Initial voting will take place in the week commencing 28 October, using the Alternative Vote system, which allows voters to rank candidates in order of preference. If the number of candidates is fewer than 10, there will be only one round of voting, and lower-ranking candidates will be eliminated until one candidate achieves 50% of the vote. If there are 10 or more candidates, a second round of voting will take place in November.
The frontrunners
A graduate of Oxford’s Keble College, Khan studied politics, philosophy, and economics in the 1970s “while winning honours for the university’s cricket team”, said The Guardian.
Khan’s Oxford connections and a CV that includes an eight-year tenure as chancellor of the University of Bradford may give him an edge in the election, despite having been in prison for more than a year.
“He is someone that has proved he stands up for justice, integrity and freedom,” Sayed Zulfiqar Bukhari, who was Khan’s special assistant in government and is now his aide, told Middle East Eye. “These are the principles he got from Oxford and they are what the university stands for.”
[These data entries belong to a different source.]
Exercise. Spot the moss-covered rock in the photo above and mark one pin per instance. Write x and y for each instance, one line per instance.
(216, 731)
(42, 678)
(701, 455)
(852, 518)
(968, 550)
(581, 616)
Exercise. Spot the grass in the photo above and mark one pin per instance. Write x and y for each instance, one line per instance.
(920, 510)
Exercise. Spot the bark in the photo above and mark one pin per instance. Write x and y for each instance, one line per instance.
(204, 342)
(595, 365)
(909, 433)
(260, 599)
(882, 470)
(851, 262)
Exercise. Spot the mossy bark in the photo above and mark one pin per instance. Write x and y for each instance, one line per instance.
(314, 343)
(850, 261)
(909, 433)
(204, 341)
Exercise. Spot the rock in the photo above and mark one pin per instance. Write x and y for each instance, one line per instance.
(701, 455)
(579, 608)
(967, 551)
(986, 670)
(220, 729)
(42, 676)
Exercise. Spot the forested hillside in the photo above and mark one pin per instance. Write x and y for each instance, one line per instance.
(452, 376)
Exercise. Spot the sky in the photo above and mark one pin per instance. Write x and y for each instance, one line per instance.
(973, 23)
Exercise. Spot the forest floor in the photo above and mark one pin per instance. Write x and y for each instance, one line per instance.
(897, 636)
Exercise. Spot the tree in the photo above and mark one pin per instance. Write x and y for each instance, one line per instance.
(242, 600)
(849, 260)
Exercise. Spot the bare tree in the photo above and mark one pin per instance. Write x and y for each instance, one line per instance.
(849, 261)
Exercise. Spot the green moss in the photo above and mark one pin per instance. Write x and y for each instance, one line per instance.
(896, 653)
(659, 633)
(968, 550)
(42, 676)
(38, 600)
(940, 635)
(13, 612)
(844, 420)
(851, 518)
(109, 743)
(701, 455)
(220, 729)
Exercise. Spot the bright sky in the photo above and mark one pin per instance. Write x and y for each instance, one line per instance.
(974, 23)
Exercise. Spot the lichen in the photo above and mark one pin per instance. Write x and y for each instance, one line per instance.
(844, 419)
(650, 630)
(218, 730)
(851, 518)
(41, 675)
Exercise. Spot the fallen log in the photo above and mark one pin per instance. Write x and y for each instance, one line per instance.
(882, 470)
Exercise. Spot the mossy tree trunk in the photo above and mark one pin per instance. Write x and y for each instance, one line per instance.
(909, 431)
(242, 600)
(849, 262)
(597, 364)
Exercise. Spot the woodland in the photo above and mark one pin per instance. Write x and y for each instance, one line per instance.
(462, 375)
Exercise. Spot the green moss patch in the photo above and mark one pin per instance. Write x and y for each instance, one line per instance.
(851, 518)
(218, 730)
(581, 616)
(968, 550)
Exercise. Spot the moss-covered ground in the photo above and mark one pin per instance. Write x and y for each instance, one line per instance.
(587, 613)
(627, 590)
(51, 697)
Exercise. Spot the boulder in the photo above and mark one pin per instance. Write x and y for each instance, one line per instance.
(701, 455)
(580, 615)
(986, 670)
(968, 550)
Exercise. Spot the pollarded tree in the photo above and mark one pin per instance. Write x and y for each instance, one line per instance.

It would also send a message to the Pakistani government “that although the country has gone so far back it’s put its most popular leader behind bars”, from “the UN to Oxford University everyone can see he shouldn’t be there”.
Mandelson, who studied at St Catherine’s College, told the university’s student newspaper Cherwell, that the last Conservative government “gave universities and students a really hard time financially”, with universities “denigrated by ministers”. He promised to use his links with the new Labour government to advocate for Oxford and the university sector more broadly.
Lord Hague told The Telegraph he was “definitely standing and an application has gone in”, and he is likely to be the main Tory candidate, after Theresa May, the former prime minister, “ruled herself out of the race”.
Dominic Grieve, MP for Beaconsfield until 2019, and former Attorney General for England and Wales, is the latest to throw his hat into the ring. As a student at Oxford’s Magdalen College, in the 1970s he “failed to get on to the Oxford Union’s standing committee, and his presidency of the Conservative Association was secured by virtue of no one else standing”, said The Times.